Problems would continue to worsen with the divestment and a new militarisation was declared in April 2017, after widespread and recurring blackouts in 2015 and 2016. Another national blackout occurred in August 2017. The situation was so serious that Chavismo union leaders broke off from the party line and criticized military management. Elio Palacios, leader of the electrical workers union of the Capital District, Vargas and Miranda, issued a statement at the beginning of February 2018, at a time when six states remained without power, reporting the imminence of a widespread electrical collapse. Among the causes he mentioned the “stampede of technicians”, due to very low wages and exploitation, poor maintenance and incompetence of the military officials, starting with Minister Motta Domínguez, whom he described as technically illiterate. The deficit of qualified staff calculated at 60% by Palacios forced workers to work shifts of up to 30 hours in a row. “We have a breeding ground for a blackout … it will not be sabotage or a failed operation by workers … Telecommunications will be affected, all basic services, such as drinking water will be affected, Because the pumps run on electric power, the pumping of oil, in a nutshell, will paralyze the country. This is an almost inevitable situation from everything we are seeing,” Palacios warned. Furthermore, he reported the absurd tactics used by the government to attack the unions and proceedings in courts and official institutions to prevent the holding of union elections. How did the Maduro government respond to these serious complaints? With their usual methods, sending the secret police to kidnap the union leader on February 14, 2018. Dozens of workers and workers leaders have been dismissed and chased for reporting the operational collapse.

Guaidó’s response to the blackout showed him in all his opportunism and incompetence. He simply stated that the light would come on when “illegal infringement ceases” along with other ambiguous messages. The only response to this came from working-class communities. He did not clearly state what his “Country Plan” proposes to get out of the crisis, which is the privatization of public services. The leftist opposition opposes Guaidó’s plans and aims to: rescue the electrical industry on the grounds of worker’s organisations and through making significant investments with the resources obtained from non-payment of external debt and the nationalization of oil. Instead of forgiving corrupt civil and military officials, including those who destroyed the electrical industry, as Guaidó and the AN argue, properties of the corrupt officials should be confiscated measures taken to repatriate their assets.

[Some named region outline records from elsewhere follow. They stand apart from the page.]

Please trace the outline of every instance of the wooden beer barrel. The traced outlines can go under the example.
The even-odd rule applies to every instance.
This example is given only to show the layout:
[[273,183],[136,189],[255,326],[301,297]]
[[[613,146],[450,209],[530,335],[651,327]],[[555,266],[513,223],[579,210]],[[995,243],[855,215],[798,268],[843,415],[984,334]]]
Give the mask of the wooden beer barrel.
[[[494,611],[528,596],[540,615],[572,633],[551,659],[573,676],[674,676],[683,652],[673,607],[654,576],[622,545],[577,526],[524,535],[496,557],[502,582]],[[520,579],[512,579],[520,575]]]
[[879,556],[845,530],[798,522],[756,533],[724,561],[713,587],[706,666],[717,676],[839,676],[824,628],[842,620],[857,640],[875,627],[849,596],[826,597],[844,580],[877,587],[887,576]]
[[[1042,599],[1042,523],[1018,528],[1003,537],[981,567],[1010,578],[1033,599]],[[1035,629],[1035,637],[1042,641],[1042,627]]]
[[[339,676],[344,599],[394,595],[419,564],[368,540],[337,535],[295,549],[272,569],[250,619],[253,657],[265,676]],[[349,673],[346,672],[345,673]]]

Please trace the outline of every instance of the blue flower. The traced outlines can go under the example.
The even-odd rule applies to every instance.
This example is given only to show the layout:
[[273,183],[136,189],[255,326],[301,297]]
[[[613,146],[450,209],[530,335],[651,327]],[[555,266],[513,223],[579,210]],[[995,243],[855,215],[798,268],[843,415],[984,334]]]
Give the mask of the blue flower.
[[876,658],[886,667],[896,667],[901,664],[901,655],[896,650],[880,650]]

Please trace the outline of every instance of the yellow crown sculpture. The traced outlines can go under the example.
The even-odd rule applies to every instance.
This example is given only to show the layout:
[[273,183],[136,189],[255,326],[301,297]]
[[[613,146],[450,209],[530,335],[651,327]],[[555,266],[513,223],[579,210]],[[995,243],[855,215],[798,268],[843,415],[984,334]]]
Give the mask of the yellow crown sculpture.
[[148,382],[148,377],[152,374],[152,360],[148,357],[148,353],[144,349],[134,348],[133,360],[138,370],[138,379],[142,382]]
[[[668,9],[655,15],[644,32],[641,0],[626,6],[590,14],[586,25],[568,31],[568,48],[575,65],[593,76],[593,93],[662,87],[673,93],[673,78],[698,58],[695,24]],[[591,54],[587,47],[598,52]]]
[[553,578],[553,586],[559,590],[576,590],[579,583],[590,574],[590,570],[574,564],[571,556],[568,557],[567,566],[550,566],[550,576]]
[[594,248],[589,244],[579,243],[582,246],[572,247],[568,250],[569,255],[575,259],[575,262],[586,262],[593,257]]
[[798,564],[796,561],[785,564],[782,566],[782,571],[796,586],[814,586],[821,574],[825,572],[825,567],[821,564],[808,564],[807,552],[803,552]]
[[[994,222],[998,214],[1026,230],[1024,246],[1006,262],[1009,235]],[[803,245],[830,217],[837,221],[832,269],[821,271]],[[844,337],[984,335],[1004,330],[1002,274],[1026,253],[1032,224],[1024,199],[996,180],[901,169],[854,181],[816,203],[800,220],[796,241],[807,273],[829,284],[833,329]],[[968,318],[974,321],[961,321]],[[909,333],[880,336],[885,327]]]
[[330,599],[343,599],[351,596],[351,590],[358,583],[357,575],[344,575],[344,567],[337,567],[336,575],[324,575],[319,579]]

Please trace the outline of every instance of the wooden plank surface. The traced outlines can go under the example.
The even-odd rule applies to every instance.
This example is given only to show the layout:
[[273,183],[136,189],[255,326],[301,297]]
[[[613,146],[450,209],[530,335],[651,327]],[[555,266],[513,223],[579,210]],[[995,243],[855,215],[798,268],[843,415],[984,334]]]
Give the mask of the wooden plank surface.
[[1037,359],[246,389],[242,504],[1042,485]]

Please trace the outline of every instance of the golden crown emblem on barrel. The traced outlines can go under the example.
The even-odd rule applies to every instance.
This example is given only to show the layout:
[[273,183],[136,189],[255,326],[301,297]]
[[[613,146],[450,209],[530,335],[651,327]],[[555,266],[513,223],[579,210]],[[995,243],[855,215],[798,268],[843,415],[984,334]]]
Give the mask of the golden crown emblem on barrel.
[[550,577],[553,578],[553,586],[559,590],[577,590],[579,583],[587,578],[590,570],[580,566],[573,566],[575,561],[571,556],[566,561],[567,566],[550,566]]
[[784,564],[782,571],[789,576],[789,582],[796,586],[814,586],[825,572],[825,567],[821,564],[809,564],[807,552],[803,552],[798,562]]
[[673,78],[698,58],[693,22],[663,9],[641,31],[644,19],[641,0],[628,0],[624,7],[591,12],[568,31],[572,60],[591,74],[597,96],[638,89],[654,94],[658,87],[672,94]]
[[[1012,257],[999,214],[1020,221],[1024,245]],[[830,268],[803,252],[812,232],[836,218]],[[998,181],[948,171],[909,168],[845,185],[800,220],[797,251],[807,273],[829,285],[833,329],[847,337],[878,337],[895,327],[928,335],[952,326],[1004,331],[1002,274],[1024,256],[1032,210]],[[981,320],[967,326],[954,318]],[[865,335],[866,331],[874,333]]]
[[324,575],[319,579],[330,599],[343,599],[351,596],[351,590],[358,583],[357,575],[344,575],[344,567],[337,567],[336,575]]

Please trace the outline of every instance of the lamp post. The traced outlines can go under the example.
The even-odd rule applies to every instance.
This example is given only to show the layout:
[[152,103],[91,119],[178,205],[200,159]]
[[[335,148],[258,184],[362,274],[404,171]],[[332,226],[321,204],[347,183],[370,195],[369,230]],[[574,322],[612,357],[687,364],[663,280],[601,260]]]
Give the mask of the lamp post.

The great blackout in March marks another milestone in the process of economic destruction driven by bourgeois and mafia government policies, such as the appropriation of oil income via overbilling of imports, the exclusion of national production to pay foreign debt, or the handover of the oil industry and mining businesses to large transnational companies. That policy has been more destructive than a thousand sabotages. The “electrical war” conspiracy is nothing other than the government’s propaganda attempt to hide the true causes of crisis, victimizing itself to justify the deepening repression and crimes against workers and the Venezuelan people.